Eagle Counting

Eagle Counting

Place of the Eagles

The most spectacular attraction for ornithologists and amateur birders is without doubt the spring and autumn migrations of golden eagles and other raptors. The birds ride the strong updrafts generated by prevailing westerly winds when they slam against the front ranges of the Rocky Mountains.

One particular site is the focal point for both birds and birders. The modestly sized mountain, easily accessible from Crowsnest Pass, is the southernmost point of a chain of mountain ranges continuing uninterrupted all the way to the Yukon.

Each spring, eagles, hawks and other raptor species converge on this single hill from wintering ranges dispersed across the American West. Here, they soar in tight circles to gain altitude and then glide northwards at astonishing speeds. In fall, the same birds, and their young of the year, return to the hill from where they fan out to their cold-season hunting territories.

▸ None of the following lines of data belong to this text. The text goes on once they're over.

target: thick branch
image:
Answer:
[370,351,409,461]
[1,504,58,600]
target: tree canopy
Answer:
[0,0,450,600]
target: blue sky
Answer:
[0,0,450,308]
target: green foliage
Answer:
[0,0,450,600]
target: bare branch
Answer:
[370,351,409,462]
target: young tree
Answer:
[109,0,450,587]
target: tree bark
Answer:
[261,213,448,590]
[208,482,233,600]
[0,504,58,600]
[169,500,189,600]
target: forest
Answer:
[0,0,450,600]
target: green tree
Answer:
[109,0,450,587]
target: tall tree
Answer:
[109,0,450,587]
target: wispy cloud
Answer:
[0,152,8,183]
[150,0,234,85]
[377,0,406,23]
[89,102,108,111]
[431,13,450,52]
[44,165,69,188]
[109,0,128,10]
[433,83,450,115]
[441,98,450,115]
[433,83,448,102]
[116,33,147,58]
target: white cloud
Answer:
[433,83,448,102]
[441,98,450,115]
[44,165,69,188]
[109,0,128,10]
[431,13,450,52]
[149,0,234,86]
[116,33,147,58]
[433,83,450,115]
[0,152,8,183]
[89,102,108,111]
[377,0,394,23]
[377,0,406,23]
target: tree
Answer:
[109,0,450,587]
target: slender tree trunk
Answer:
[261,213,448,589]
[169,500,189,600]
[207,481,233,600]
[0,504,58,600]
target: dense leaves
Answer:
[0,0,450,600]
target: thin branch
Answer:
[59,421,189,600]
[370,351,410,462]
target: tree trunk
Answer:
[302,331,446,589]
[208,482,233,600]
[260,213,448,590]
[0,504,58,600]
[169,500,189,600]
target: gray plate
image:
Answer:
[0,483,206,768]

This hill and its importance to migrating birds was familiar to native peoples long before contact with Europeans. For thousands of years, natives mined chert from the top of this mountain and traded the translucent rock to tool and weapon makers across the continent. They could not have helped but observe the avian migrants. Ancestors of the Blackfoot named the ridge Piistaistakis--Place of the Eagles.


With the introduction of iron to native cultures, demand for chert disappeared and along with it all human awareness of the high-altitude eagle movements. It was only in 1992 that the great golden eagle migration was rediscovered by scientists, aided by serious amateur bird enthusiasts. Since then, the seasonal migrations have been meticulously monitored. More than 100,000 golden eagle movements have been recorded.

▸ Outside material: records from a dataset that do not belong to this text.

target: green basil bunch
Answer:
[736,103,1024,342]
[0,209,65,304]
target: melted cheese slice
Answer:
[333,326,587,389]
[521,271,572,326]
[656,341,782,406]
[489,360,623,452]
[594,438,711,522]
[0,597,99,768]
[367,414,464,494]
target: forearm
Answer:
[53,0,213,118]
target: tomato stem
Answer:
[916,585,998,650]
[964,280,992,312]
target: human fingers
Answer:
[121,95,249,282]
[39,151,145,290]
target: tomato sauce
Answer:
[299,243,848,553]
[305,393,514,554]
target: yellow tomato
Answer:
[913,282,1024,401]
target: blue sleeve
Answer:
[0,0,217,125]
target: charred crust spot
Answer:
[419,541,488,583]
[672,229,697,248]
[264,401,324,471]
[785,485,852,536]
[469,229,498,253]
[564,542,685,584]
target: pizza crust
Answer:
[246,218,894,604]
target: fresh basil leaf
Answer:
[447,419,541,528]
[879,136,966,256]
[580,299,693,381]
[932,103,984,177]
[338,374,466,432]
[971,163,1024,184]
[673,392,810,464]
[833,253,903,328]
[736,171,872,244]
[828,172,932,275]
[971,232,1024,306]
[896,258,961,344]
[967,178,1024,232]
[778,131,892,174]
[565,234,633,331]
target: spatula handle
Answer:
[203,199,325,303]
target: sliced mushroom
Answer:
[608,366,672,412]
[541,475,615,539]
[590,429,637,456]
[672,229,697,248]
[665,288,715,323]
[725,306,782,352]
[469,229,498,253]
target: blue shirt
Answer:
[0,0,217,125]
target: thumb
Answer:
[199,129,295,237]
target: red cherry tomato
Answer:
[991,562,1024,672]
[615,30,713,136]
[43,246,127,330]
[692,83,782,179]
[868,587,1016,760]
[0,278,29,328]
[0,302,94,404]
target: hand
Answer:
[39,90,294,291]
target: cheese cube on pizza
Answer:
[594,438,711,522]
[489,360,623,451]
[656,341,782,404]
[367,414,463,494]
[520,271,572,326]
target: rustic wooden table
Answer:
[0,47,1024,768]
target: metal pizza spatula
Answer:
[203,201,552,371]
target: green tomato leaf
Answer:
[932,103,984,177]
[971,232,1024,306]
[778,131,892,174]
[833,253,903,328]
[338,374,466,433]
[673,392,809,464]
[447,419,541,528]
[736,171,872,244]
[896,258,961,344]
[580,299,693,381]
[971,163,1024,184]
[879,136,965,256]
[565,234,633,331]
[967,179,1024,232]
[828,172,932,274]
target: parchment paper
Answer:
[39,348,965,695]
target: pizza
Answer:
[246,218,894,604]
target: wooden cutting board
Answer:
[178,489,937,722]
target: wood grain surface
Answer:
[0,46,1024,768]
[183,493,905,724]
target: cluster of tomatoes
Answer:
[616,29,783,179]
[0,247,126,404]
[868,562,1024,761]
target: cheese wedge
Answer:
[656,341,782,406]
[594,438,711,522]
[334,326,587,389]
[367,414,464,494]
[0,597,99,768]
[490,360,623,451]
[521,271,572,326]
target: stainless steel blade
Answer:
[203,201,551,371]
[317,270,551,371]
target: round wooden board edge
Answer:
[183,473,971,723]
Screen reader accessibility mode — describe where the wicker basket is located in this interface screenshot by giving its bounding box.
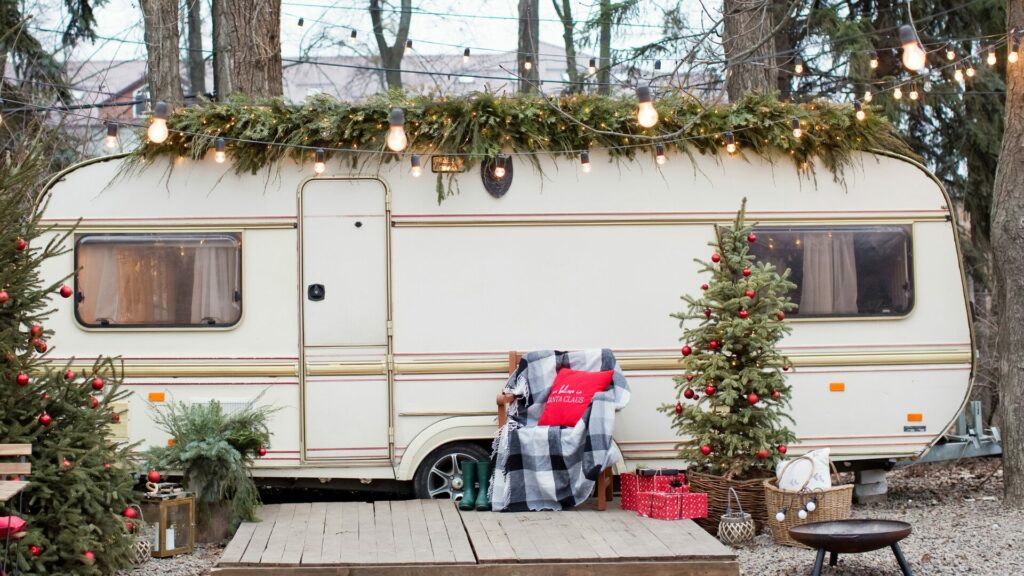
[686,470,768,536]
[764,458,853,548]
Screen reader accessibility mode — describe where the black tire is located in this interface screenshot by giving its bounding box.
[413,442,490,500]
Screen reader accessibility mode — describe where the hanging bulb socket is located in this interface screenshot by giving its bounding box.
[386,108,409,152]
[899,24,928,72]
[637,86,657,128]
[313,148,327,176]
[213,136,227,164]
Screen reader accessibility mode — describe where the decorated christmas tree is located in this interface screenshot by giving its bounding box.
[0,151,136,575]
[662,199,796,479]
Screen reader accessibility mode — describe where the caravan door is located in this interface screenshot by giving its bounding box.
[299,178,391,464]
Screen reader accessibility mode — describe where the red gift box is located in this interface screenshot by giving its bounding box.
[618,471,686,510]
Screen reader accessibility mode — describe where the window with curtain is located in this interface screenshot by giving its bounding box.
[75,234,242,328]
[752,225,913,318]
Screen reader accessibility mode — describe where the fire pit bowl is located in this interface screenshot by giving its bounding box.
[790,519,911,576]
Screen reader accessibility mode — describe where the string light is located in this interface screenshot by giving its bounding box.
[103,122,121,150]
[637,86,657,128]
[899,24,928,72]
[145,100,171,143]
[213,136,226,164]
[725,130,736,154]
[654,142,669,166]
[386,108,409,152]
[313,148,327,176]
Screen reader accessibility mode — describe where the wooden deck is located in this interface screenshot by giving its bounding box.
[213,500,739,576]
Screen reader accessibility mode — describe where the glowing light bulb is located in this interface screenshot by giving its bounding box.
[637,86,657,128]
[899,24,928,72]
[103,122,120,150]
[313,148,327,176]
[213,136,227,164]
[145,101,171,143]
[386,108,409,152]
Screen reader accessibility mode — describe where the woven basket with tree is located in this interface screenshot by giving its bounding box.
[660,199,796,534]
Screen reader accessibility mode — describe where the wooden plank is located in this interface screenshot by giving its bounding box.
[321,502,343,564]
[259,504,296,565]
[0,444,32,456]
[217,522,259,564]
[437,500,480,564]
[406,500,434,563]
[338,502,361,564]
[391,500,416,564]
[240,504,281,564]
[420,500,455,563]
[299,502,327,564]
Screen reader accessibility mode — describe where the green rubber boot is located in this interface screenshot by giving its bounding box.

The research suggests that rates of reproduction in the eagles' far-northern breeding ranges fluctuate in harmony with the population booms and busts of their preferred prey, the snowshoe hare. When hare populations are at the bottoms of their cycles, male eagles cannot provide sufficient fresh meat to trigger their mate's production of eggs.

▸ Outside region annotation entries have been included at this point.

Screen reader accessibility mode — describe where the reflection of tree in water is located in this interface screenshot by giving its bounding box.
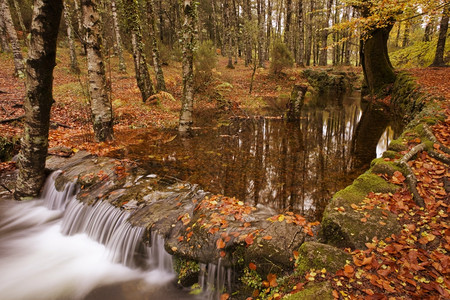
[112,91,400,219]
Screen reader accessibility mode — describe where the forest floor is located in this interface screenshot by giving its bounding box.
[0,49,450,299]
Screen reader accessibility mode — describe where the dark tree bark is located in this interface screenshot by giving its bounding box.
[125,0,155,102]
[147,0,166,91]
[295,0,305,67]
[0,0,25,77]
[64,1,80,74]
[111,0,127,72]
[319,0,333,66]
[14,0,63,199]
[430,5,450,67]
[178,0,197,135]
[359,5,396,95]
[81,0,114,142]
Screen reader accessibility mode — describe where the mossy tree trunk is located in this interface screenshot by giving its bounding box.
[14,0,63,199]
[64,1,80,74]
[125,0,155,102]
[111,0,127,72]
[147,0,166,91]
[0,0,25,77]
[361,25,396,94]
[81,0,114,142]
[430,5,450,67]
[178,0,197,135]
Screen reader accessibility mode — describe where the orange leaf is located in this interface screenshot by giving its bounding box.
[267,273,278,287]
[216,239,225,249]
[220,293,230,300]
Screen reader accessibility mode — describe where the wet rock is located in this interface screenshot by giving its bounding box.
[283,281,334,300]
[319,172,401,249]
[296,242,352,275]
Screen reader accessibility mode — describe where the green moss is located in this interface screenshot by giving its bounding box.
[283,281,334,300]
[371,158,403,176]
[173,255,200,286]
[333,172,397,204]
[382,150,401,159]
[388,139,408,152]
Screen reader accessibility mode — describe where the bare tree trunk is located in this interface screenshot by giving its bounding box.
[14,0,63,199]
[0,0,25,77]
[266,0,273,57]
[244,0,253,66]
[73,0,86,55]
[126,0,155,102]
[223,0,234,69]
[296,0,305,67]
[81,0,114,142]
[64,1,80,74]
[284,0,293,52]
[147,0,166,91]
[13,0,30,48]
[111,0,127,72]
[0,12,11,52]
[178,0,197,135]
[256,0,265,68]
[430,5,450,67]
[319,0,333,66]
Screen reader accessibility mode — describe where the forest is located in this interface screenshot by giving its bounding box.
[0,0,450,300]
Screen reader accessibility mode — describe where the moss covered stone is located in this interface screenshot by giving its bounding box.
[388,139,408,152]
[283,281,334,300]
[371,158,404,176]
[296,242,351,276]
[319,172,401,249]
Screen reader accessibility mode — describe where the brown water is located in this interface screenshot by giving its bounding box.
[110,93,400,219]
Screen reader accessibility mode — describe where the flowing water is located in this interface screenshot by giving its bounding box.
[112,93,400,220]
[0,173,207,300]
[0,95,399,300]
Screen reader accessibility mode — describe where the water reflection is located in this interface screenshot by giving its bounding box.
[111,93,400,219]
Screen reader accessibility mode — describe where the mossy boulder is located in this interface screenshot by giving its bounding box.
[319,172,401,249]
[0,136,19,161]
[296,242,352,276]
[283,281,334,300]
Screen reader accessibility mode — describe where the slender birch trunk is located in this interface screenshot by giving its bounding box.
[147,0,166,91]
[178,0,197,135]
[0,13,11,52]
[125,0,155,102]
[430,5,450,67]
[73,0,86,56]
[296,0,305,67]
[81,0,114,142]
[64,0,80,74]
[0,0,25,77]
[111,0,127,72]
[14,0,63,200]
[13,0,30,48]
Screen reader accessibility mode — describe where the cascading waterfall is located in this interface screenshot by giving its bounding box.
[0,171,231,300]
[198,259,231,300]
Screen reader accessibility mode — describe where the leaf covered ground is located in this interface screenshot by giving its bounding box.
[0,49,450,299]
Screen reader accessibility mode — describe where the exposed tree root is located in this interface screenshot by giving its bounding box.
[398,143,426,207]
[428,150,450,165]
[423,124,450,154]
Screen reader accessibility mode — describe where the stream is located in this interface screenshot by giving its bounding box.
[0,93,401,300]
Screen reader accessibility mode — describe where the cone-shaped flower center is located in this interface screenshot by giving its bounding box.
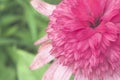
[90,18,101,29]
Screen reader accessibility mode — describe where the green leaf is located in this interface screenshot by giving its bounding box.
[16,50,49,80]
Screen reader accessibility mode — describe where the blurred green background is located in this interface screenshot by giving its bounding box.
[0,0,60,80]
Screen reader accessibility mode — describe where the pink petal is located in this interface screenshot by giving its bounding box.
[30,44,54,70]
[34,35,48,45]
[42,62,72,80]
[31,0,56,16]
[74,71,89,80]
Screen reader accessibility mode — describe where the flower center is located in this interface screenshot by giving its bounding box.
[90,18,101,29]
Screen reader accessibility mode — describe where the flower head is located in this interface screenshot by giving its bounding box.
[31,0,120,80]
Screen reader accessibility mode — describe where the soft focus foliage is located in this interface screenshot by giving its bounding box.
[0,0,60,80]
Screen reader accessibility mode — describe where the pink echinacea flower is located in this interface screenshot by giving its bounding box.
[30,0,120,80]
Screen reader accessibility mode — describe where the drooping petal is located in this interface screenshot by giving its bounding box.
[34,35,48,45]
[30,44,54,70]
[31,0,56,16]
[42,62,72,80]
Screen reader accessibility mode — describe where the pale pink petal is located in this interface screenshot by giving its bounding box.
[34,35,48,45]
[31,0,56,16]
[42,62,72,80]
[74,71,89,80]
[30,44,54,70]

Birders can witness the height of the northbound spring migration from mid-March to mid-April when daily counts 

of 200 golden eagles are usual. The southbound fall migration peaks in mid-October.

Hiking boots and good physical condition are required to reach the Piistaistakis observation site. Drive the paved road from Highway 3 in Crowsnest Pass (GPS N49 35.869 W114 24.092 ) towards the Frank Slide Interpretation Centre. Where the road bends sharply to the right, continue straight across the cattle guard. Keep left at all branches and follow the rough dirt road to its end at an open meadow (GPS N49 36.238W114 21.683 ). Then hike eastward and upward along the well-trodden trail to the ruin of a coal mine. From there, follow the path to the hilltop (GPS N49 36.595 W114 21.158).


A worthwhile extension is the short walk northward along the ridge line to the native chert quarries, now unfortunately straddled by a major power transmission line. Look for pink chert fragments amid the limestone rubble left by ancient miners.